The rest of the film is mostly a highly convoluted case of is-she-or-isn’t-she, as in out for his money, although I’m yet to figure out how Julia knew he had money before she got there.  Anyway, the tale is told through a series of flashbacks, with Julia telling her story to a monk while in a prison cell awaiting execution, and I promised I haven’t spoiled anything by telling you that.  The two protagonists chase each other across Cuba in several different directions, catching up to one another on occasion to have wild lovemaking in some of the more graphic sex scenes you’ll see outside of adult bookstore’s back room.  The villain of the piece is also one of the stranger cats you’ll find in a movie, and yet in comparison to the “good guys” here, he stacks up just about the same. 
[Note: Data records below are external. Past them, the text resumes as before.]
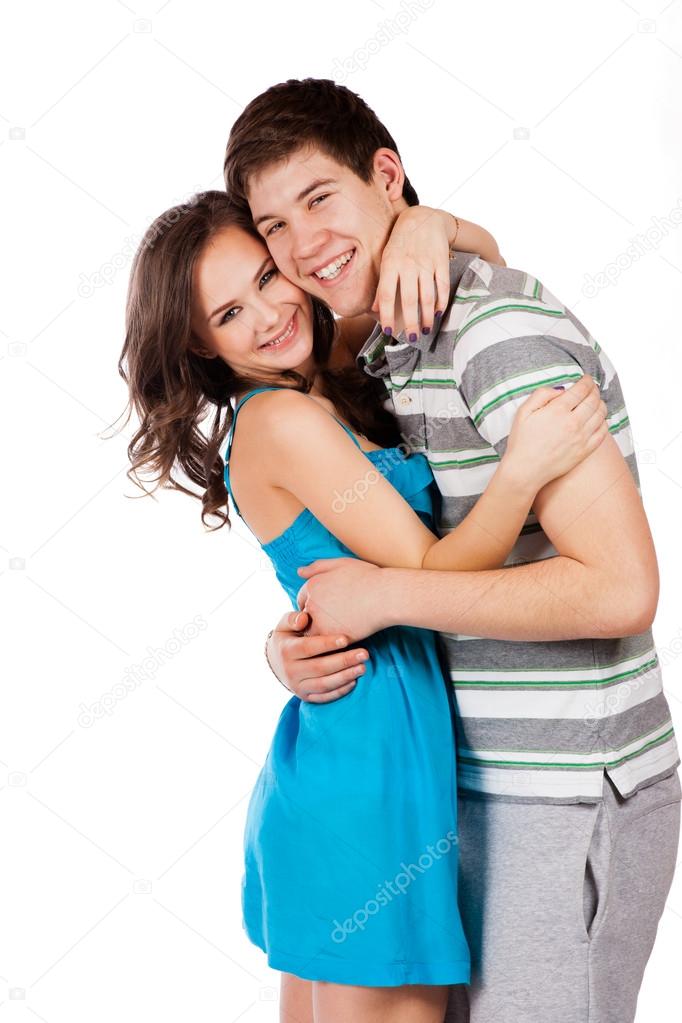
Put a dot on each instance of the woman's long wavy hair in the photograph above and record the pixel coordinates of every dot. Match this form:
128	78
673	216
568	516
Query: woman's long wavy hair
174	391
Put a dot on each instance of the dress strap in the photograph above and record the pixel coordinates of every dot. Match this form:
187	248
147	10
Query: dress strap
276	388
228	450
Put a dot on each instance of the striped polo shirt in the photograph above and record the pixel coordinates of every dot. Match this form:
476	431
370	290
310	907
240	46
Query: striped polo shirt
537	721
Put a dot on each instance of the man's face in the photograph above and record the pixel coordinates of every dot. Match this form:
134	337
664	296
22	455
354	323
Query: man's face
325	227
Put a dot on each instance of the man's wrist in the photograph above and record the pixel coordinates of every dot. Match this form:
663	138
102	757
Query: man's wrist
390	584
267	640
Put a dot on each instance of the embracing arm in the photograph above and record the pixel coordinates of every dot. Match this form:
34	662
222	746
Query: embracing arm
415	266
361	507
603	584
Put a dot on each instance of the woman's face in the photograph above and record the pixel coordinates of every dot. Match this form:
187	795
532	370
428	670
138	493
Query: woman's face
245	311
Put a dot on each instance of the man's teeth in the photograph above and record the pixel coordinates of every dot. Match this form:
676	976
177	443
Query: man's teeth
282	337
333	269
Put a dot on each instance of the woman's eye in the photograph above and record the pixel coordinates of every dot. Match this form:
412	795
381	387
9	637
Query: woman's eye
227	315
267	275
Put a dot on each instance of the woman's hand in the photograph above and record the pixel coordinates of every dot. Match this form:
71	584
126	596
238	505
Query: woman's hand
553	431
415	263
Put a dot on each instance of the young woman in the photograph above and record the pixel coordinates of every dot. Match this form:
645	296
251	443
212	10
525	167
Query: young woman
351	844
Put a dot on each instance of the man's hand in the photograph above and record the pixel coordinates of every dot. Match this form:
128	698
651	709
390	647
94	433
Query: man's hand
342	594
314	668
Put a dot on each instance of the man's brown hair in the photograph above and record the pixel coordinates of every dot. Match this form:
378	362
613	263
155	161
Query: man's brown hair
313	112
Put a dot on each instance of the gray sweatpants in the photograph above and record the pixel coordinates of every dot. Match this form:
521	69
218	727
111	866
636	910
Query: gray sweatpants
560	903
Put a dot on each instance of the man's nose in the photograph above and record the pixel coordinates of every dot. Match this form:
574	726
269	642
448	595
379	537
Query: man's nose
307	240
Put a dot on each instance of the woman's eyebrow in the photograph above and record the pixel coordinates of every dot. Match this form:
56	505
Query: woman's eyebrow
300	197
225	305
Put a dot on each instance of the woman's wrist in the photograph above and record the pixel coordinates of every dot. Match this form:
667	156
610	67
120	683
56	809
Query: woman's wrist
515	480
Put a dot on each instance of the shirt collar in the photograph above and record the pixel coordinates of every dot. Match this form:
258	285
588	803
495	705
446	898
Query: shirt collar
373	356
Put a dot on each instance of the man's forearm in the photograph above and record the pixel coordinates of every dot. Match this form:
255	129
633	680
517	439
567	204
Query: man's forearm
555	598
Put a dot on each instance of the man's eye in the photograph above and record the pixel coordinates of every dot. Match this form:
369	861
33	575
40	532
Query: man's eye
267	276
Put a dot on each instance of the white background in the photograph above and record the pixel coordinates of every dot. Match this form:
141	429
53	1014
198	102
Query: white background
556	126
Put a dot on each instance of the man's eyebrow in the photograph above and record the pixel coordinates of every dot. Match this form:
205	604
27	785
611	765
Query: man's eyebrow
226	305
300	197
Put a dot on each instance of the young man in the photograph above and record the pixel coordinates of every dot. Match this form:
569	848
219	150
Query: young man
570	799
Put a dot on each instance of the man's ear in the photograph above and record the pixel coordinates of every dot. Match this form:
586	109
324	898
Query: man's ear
389	172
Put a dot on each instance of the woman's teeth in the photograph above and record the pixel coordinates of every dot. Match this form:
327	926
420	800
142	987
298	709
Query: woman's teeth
333	269
282	338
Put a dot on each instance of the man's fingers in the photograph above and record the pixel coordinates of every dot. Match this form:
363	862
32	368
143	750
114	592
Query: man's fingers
329	697
292	621
319	657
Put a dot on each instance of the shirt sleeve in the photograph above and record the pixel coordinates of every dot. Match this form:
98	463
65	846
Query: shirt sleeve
510	347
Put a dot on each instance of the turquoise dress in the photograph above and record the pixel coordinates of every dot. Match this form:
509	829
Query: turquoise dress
351	836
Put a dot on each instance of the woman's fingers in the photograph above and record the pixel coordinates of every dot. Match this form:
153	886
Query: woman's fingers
442	290
387	294
426	301
409	300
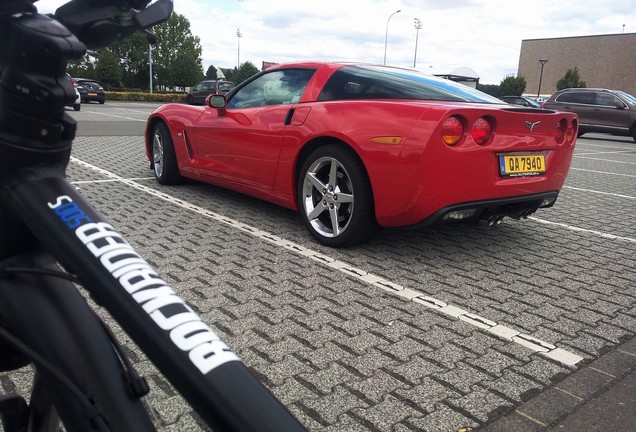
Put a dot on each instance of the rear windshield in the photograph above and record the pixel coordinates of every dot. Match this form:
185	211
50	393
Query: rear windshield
377	82
631	100
226	86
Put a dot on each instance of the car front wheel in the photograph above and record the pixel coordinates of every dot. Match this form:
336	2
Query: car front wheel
335	197
164	160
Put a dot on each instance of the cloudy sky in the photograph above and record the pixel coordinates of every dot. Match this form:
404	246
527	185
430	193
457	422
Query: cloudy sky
484	35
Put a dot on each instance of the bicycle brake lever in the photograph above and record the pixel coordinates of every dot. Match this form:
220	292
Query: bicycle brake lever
98	28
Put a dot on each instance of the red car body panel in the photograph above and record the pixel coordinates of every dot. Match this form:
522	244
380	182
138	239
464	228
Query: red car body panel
254	151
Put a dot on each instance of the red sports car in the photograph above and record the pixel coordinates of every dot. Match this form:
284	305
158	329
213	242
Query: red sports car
354	147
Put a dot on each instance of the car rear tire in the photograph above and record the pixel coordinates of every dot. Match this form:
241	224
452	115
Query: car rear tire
335	197
164	159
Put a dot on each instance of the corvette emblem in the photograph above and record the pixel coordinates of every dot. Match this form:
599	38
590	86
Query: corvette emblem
531	126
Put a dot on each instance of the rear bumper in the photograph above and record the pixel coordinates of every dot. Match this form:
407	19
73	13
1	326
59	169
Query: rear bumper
492	210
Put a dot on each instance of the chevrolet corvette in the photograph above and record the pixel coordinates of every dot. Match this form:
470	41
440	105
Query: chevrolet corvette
357	147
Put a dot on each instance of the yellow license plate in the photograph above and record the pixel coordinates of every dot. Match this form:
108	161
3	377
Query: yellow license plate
521	165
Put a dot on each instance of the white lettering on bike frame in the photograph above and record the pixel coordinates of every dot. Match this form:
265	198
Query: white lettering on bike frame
188	333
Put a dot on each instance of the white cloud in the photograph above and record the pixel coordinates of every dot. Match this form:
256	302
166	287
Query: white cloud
484	35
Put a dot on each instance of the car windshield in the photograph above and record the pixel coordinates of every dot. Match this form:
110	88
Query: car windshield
377	82
631	100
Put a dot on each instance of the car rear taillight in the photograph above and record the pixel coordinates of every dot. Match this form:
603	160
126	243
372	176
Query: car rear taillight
559	131
452	130
481	131
570	133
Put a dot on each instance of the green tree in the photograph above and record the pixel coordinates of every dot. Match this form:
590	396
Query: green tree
491	89
571	79
186	70
108	70
133	53
211	73
174	39
512	86
82	68
245	71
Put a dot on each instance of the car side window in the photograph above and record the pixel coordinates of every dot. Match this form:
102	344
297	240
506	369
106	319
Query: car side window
586	98
351	83
272	88
606	99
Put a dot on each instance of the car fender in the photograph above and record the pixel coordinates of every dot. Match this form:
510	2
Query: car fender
181	121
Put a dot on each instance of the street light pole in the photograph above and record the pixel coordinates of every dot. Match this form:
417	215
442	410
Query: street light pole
418	26
150	64
386	35
238	59
543	62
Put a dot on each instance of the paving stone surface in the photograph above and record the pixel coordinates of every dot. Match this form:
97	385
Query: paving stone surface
345	355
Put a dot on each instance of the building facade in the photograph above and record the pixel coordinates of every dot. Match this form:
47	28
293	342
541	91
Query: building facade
605	61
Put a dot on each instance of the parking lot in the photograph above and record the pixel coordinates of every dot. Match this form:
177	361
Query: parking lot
435	329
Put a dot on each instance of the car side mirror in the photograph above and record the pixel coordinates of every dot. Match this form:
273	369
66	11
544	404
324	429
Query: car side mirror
216	101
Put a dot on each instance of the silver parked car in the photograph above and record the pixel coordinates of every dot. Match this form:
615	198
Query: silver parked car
599	110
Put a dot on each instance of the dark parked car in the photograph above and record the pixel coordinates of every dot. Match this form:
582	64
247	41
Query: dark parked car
205	88
599	110
521	100
90	90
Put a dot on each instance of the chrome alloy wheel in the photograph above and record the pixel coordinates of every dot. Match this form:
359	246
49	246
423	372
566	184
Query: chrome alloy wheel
328	197
157	152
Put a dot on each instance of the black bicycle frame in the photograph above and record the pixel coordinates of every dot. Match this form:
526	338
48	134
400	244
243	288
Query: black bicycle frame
40	209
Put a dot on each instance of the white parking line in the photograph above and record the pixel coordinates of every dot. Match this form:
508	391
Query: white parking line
544	348
584	230
599	192
606	160
604	172
115	116
614	152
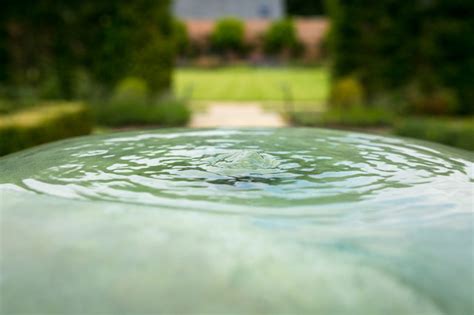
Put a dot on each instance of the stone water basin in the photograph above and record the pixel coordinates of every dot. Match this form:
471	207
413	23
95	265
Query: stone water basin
237	221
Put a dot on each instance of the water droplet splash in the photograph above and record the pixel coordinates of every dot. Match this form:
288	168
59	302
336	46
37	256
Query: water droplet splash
355	218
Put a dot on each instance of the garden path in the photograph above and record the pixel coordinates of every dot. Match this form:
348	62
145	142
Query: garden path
236	114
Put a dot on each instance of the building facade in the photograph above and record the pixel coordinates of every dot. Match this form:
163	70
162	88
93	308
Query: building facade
215	9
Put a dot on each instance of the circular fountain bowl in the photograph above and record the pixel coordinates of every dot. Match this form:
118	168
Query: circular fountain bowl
241	221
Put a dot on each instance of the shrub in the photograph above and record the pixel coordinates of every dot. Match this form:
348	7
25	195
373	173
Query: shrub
228	36
42	124
181	38
281	38
131	89
431	101
125	112
391	43
346	93
355	116
457	132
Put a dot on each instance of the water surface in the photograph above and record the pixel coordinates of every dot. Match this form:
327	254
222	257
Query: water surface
261	220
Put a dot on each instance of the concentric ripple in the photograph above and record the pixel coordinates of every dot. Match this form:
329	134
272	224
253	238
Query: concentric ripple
281	172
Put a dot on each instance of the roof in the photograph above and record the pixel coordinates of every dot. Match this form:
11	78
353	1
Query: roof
215	9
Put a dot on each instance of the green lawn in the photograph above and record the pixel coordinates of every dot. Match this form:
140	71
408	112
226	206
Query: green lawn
308	85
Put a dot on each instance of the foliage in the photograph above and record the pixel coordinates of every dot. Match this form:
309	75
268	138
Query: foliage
228	36
346	93
123	112
456	132
281	37
390	43
354	116
45	123
181	38
431	101
50	41
131	89
305	7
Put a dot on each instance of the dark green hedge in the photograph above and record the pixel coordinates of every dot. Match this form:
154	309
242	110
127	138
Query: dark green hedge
53	41
390	44
352	117
457	132
43	124
125	113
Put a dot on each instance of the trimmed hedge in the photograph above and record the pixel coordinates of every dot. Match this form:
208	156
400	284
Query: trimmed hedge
45	123
457	132
351	117
129	112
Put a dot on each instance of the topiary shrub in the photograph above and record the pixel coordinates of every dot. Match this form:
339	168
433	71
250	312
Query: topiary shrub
281	38
228	36
431	101
131	89
45	123
346	93
181	38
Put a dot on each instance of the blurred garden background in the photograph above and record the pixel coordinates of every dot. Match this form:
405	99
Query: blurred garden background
70	68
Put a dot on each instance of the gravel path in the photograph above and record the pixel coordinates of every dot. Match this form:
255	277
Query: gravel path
236	115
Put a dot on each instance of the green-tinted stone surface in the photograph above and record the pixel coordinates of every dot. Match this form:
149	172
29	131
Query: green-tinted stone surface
239	221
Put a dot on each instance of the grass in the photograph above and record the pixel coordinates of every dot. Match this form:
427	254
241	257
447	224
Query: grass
307	85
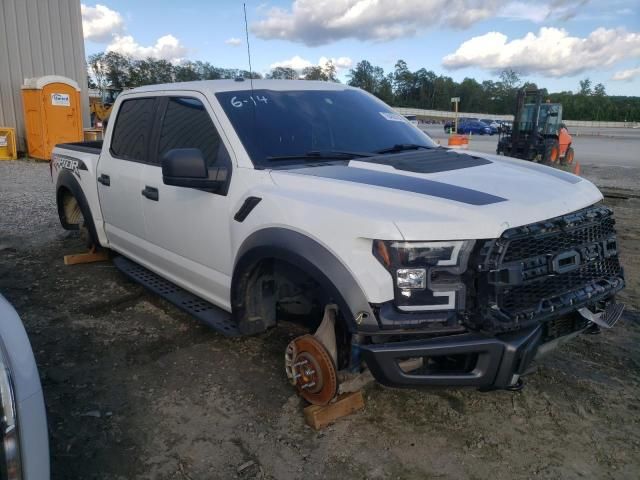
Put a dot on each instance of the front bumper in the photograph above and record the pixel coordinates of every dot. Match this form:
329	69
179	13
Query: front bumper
498	361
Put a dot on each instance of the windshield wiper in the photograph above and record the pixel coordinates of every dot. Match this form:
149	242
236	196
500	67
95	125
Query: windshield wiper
321	155
401	147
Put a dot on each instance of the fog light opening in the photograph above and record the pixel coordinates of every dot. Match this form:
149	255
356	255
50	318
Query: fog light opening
439	364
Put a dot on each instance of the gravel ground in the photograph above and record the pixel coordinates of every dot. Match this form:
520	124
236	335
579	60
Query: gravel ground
137	389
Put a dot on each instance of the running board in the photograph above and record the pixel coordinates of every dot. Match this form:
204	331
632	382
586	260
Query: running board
204	311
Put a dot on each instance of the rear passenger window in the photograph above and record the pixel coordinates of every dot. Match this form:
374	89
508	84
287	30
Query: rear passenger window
187	124
131	133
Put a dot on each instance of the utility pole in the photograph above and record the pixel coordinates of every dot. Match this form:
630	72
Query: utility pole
456	100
Maybe I should clarify myself a bit; I’m not saying this movie is a stinker.  There are movies that are so bad that they’re enjoyable, but this isn’t the case here.  Quite the contrary, it’s well-made and lovely to look at.  I’m merely saying that it’s well-made and lovely-looking trash.  If one must indulge in trash, it should at least be of high quality, and this is definitely trash of greater than garden-variety.  Written for the screen and directed by the Michael Cristofer, the screenwriter of smart movies such as The Witches of Eastwick and Falling in Love, it would have been a surprise had this not been good in at least a technical sense. 

I understand the novel upon which this flick was based was also the basis for Truffaut’s Mississippi Mermaid, but I’ve not yet caught up to that, so while it would be easy to guess that any Truffaut movie to be worthwhile, I certainly can’t swear to that.  That flick could very well be as convoluted as this one.  The uncertainty of the story is a bit frustrating, as the premise mostly doesn’t hold any water, but the fun here, somewhat disturbed fun that it may be, is in watching these very attractive people go through these melodramatic predicaments and uttering their overly-dramatic dialogue.  How can one not admire an actor who has the gall to recite, with great vitriol, lines such as “If I were to kiss you, would I taste her there, too?” to another male actor?  It’s simply amazing, like watching a multi-car highway accident would be. 

Antonio Banderas is pretty much always interesting onscreen, regardless of what he's doing, and Angelina Jolie ten years ago was definitely incredibly easy on the eye sockets, so the flick has those things going for it.  Were it not for the marvel of home video, I never would have seen this “masterpiece,” and while I’m glad it didn’t cost me any real money, I really didn’t mind wallowing in such well-made trash for a couple of hours.  All that said, though, I'm certainly glad that I didn’t have to go out in public to do so.